Rz. 109

Um die Mitbestimmungsrechte auszulösen, muss die Überwachung mittels einer "technischen Einrichtung" erfolgen. Technisch ist die Einrichtung dann, wenn sie ein optisch, mechanisch, akustisch oder elektronisch funktionierendes Gerät darstellt.[1] Dabei muss die Überwachung durch die Einrichtung über das individuelle Wahrnehmungsvermögen eines kontrollierenden Menschen hinaus erweitert werden, sodass der Überwachungsvorgang vom menschlichen Wahrnehmungsvermögen mehr oder weniger abgekoppelt und unabhängig wird. Gefordert wird zudem eine eigenständige Kontrollwirkung der technischen Einrichtung.

 
Praxis-Beispiel

Beispiele:

Keine technische Einrichtung:

  • Überwachung durch Personen, etwa Vorgesetzte, Privatdetektive, Werkschutz, Revisoren etc.[2], manuelle Arbeitszeitmessung mittels Stoppuhr[3] (mangels eigenständiger Kontrollwirkung)
  • Kundenbefragung[4]
  • sonstige organisatorische Maßnahmen zur Verhaltens- und Leistungskontrolle, wie selbst erstellte Tätigkeitsberichte, Erledigungslisten, Arbeitsbücher, persönlich auszufüllende Zeitkarten, Aufzeichnung privater Telefongespräche[5], Lupe zur Begutachtung der Arbeitsqualität (mangels eigenständiger Kontrollwirkung)
  • Speicherung nicht technisch erhobener Daten auf Mikrofilm, der lediglich wieder abgelesen werden kann
  • herkömmliche Schreibgeräte, mittels deren Aufzeichnungen in Papierform getätigt werden.
  • Festsetzungsmechanismus für die Bandgeschwindigkeit (mangels eigenständiger Kontrollwirkung)
  • Warnlampen, Drehzahlmesser, Stückzahlzähler, soweit nur Daten der Maschine abgefragt werden und keine Bediener- oder Benutzerkontrolle damit verbunden ist[6]
  • elektronischer Abgleich von Kontonummern des Mitarbeiters und der Kunden des Betriebs[7]
  • internetbasierter Routenplaner zur Überprüfung einer Fahrtkostenabrechnung (google maps): es fehlt an der dafür notwendigen Leistungs- oder Verhaltenskontrolle durch eine technische Einrichtung[8]

Technische Einrichtungen:

  • Film- oder Fernsehkameras, Multimomentkameras (aber nicht Kameraattrappen)
  • Abhör- oder Tonbandaufzeichnungsgeräte
  • EDV-Anlagen mit bestimmter Software, die eine Aussage über Verhalten oder Leistung der Arbeitnehmer ermöglichen
  • Stechuhr, Zeitstempler
  • Erfassung von Telefongesprächen in einer EDV-Anlage
  • Fahrtenschreiber[9]
 

Rz. 110

Unerheblich ist, ob das Gerät Daten aufzeichnet oder Informationen direkt übermittelt. Überwiegend wird vertreten, dass die technische Einrichtung die Auswertung der Daten nicht vornehmen muss.[10] Unerheblich ist auch der Standort der Überwachungseinrichtung. Dabei kommt es auch nicht darauf an ob alle Arbeitnehmer des Betriebs, einzelne Betriebsabteilungen oder Arbeitnehmergruppe, ein einzelner Arbeitsplatz oder ein einzelner Arbeitnehmer von der technischen Einrichtung erfasst werden kann.[11]

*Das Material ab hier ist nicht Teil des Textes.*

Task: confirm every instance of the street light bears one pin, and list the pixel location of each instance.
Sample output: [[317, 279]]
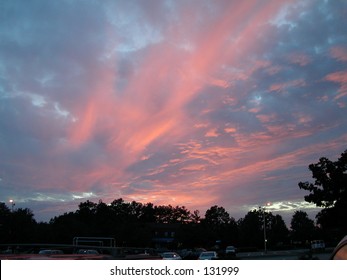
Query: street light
[[263, 208], [12, 204]]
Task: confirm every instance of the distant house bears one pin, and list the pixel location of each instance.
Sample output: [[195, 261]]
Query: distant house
[[164, 235]]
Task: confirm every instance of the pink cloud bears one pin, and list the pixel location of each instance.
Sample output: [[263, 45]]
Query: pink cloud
[[339, 78], [339, 53], [299, 58], [282, 87]]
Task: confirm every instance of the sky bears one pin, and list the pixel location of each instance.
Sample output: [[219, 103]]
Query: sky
[[192, 103]]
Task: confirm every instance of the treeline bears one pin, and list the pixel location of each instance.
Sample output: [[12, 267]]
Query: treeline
[[134, 224], [146, 225]]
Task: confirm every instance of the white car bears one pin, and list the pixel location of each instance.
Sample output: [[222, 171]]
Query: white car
[[230, 250], [208, 255], [171, 256]]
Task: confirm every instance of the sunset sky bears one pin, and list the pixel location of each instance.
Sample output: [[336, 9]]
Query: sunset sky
[[191, 103]]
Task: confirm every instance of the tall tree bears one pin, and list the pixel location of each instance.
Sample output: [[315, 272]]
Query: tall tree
[[329, 190], [302, 227]]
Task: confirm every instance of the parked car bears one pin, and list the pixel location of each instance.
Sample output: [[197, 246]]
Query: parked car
[[208, 255], [50, 252], [317, 245], [230, 250], [88, 252], [171, 256]]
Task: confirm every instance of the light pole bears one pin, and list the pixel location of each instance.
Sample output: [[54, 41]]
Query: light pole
[[263, 208], [12, 204]]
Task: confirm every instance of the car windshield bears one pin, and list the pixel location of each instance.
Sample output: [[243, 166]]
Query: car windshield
[[208, 254]]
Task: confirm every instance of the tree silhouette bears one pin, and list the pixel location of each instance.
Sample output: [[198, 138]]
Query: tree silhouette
[[329, 190], [302, 227]]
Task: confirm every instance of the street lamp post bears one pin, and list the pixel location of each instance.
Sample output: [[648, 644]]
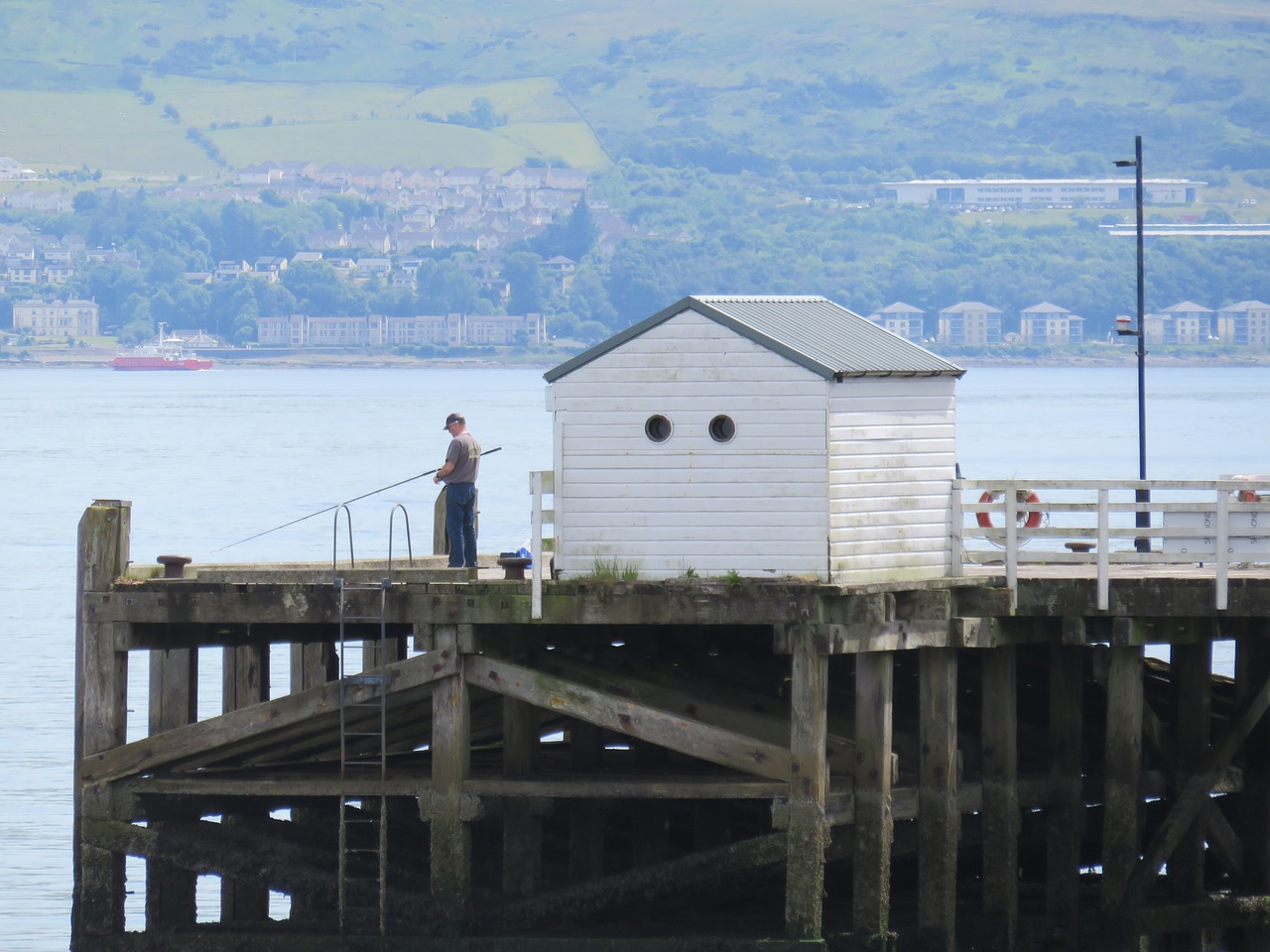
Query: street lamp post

[7] So Diller, BB 2009, 438, 439.
[9] BAG, Beschluss v. 10.7.1979, 1 ABR 50/78, AP Nr. 3 zu § 87 BetrVG 1972.
[10] So ErfK/Kania, § 87 BetrVG Rz. 48; a. A. Goos BB 1983, 581, 583.
[11] Zur Individualisierbarkeit der erhobenen Daten, siehe Rz. 117 ff., Verhaltens- und Leistungskontrolle.